While the banks say it is too early to make any definite decisions on the future of their U.K. operations, their immediate comments made publicly or internally to their staff signal that they are certainly in preparation mode for making changes. A few weeks prior to the referendum, Citigroup's (C) U.K. head James Bardrick had reportedly sent a memo to its U.K. staff saying that the bank had a contingency plan in place in case of a Brexit and that efficient move of staff between EU member states was important for the bank and its clients.
Citigroup shares have dropped 3.7% in morning trading. The bank's headquarter for its Europe, the Middle East and Africa (EMEA) operations is in the U.K. They could not be reached for comment.
Meanwhile, Bank of New York Mellon (BK) shares have dropped over 5.42% today. Its EMEA chief said it was ready for any changes that might be necessary after Brexit.
"We have the flexibility and resources to adapt to any necessary infrastructure change which may be needed as a result of the formal U.K.-EU relationship and market access protocols negotiations," said Michael Cole-Fontayn, chairman for the EMEA region at Bank of New York Mellon in a statement. "We believe that we are strongly positioned to continue to provide services and solutions to our clients through all our European legal entities."
The bank has 5,000 staff in the U.K. and 51,200 worldwide.
Meanwhile, Bank of America Merrill Lynch's (BAC) EMEA president Alex Wilmot-Sitwell said that the bank is eager to respond to any changes that its clients make following Brexit. On Friday, he sent an internal note to his staff.
"Across each of our areas of business, we have many clients who will be reflecting on the changes that they will need to make in the light of the U.K.'s decision," Wilmot-Sitwell said in a note sent to his staff on Friday. "We must make sure that we are a vital contributor to that strategic dialogue and the first port of call when they are ready to transact their business."
Bank of America Merrill Lynch declined to disclose its U.K. headcount. Shares have dropped nearly 11% since Friday.
"We have already successfully completed the largest combination of two companies in financial services history," Wilmot-Sitwell said. "I am therefore very confident that, when the time comes, we will again execute our plans efficiently, clearly and successfully."
New York-based Goldman Sachs Group (GS) declined to comment on whether they had any plans for moving its U.K. operations elsewhere in Europe. A majority of the approximately 6,000 employees in Europe are in London, according to its spokesman. The bank's shares have dropped 8.8% since Friday.

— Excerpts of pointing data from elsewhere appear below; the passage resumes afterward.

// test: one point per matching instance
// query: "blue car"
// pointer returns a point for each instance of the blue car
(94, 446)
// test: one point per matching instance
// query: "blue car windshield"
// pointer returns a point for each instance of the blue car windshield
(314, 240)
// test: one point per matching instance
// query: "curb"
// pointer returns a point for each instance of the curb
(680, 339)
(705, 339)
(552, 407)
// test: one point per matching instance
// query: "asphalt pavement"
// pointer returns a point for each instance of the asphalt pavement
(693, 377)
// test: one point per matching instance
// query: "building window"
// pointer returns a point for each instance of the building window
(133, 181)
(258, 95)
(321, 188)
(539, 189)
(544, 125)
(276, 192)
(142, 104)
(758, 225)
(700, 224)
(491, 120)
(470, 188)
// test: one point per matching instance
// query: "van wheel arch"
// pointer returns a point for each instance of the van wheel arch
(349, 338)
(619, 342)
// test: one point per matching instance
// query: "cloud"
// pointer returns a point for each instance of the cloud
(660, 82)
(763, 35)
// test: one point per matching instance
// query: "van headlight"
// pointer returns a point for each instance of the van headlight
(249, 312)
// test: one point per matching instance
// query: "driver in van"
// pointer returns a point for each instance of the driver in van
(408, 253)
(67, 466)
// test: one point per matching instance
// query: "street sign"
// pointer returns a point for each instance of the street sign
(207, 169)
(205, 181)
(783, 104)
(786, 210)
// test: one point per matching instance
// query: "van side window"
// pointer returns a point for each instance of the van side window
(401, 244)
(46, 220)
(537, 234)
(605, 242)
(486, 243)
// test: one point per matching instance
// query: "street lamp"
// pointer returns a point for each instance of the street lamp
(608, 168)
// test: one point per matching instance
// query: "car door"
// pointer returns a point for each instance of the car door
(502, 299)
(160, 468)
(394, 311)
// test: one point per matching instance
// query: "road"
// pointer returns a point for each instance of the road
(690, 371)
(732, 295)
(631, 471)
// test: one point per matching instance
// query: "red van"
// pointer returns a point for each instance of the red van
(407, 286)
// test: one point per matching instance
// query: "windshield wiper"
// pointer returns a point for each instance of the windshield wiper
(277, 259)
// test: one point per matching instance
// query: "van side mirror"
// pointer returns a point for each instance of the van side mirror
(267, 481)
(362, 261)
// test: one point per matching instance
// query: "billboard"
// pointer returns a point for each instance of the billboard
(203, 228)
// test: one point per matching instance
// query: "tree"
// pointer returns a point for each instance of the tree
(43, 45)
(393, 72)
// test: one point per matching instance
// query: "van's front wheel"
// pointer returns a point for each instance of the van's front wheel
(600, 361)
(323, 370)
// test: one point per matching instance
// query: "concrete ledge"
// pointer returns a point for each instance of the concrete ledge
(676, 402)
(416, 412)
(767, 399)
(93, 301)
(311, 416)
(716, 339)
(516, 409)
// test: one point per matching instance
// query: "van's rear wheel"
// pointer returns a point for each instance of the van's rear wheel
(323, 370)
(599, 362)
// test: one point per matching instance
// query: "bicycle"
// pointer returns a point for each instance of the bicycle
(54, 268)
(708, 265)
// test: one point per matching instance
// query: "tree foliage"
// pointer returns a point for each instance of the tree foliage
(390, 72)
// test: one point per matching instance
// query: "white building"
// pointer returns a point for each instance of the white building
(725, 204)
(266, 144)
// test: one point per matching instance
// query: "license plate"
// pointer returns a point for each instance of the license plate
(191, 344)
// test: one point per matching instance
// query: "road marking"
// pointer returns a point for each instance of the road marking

Meanwhile, Standard Chartered (STAN) said the Brexit vote would not have an immediate impact on its operations. The London-based bank's share price have dropped 6.75% today and more than 9.75% on Friday.
"Given our capital and liquidity strength we are well positioned to weather the potential market volatility that has followed the vote to leave," the bank said. "There is no direct impact on us or our ability to serve our clients across the U.K., Europe, Asia, Africa and the Middle East."
London-based HSBC's shares have dropped 4% since Friday. In February, the bank made a decision to stay headquartered in the U.K. after a ten-month review. In a press conference at the time, HSBC group chief executive Stuart Gulliver said that a Brexit may result in 1,000 jobs in the bank's trading and banking division to move to Paris. The bank has about 45,000 employees in the U.K.
"Having our headquarters in the U.K. and our significant business in Asia Pacific delivers the best of both worlds to our stakeholders," Gulliver said in February. The U.K. and Hong Kong "are considered by the Board to be world-class financial centers with high quality regulatory regimes capable of hosting a global systemically important bank such as HSBC."
-- James Skinner and Laura Board contributed to this report.